Ce que j’avais fui venait me chercher !

Adèle ne me vit pas ; elle ne sut pas qu’elle passait près de moi : elle était appuyée à l’épaule de celui à qui elle appartenait maintenant devant les hommes et devant Dieu ; et lui, le bras passé autour de sa taille, la tenait enlacée.

Je suivis longtemps des yeux cette file de robes blanches qui, dans l’ombre naissante, semblait une procession de fantômes.

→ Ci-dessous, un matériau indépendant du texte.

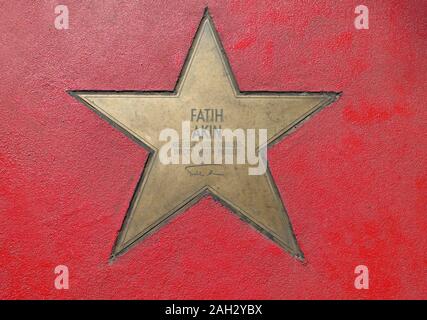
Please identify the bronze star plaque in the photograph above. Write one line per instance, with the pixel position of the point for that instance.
(206, 91)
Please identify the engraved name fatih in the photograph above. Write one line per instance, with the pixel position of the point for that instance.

Puis, quand elle eut disparu, je soupirai.

Mon premier rêve venait de s’évanouir, ma première illusion venait de s’éteindre !

LXV

Je quitte Villers-Cotterets pour être deuxième ou troisième clerc à Crépy. — Maître Lefèvre. — Son caractère. — Mes voyages à Villers-Cotterets. — Le Pélerinage à Ermenonville. — Athénaïs. — Nouveaux envois à Adolphe. — Désir immodéré de faire un voyage à Paris. — Comment ce désir s’accomplit. — Voyage. — Hôtel des Vieux-Augustins. — Adolphe. — Sylla. — Talma.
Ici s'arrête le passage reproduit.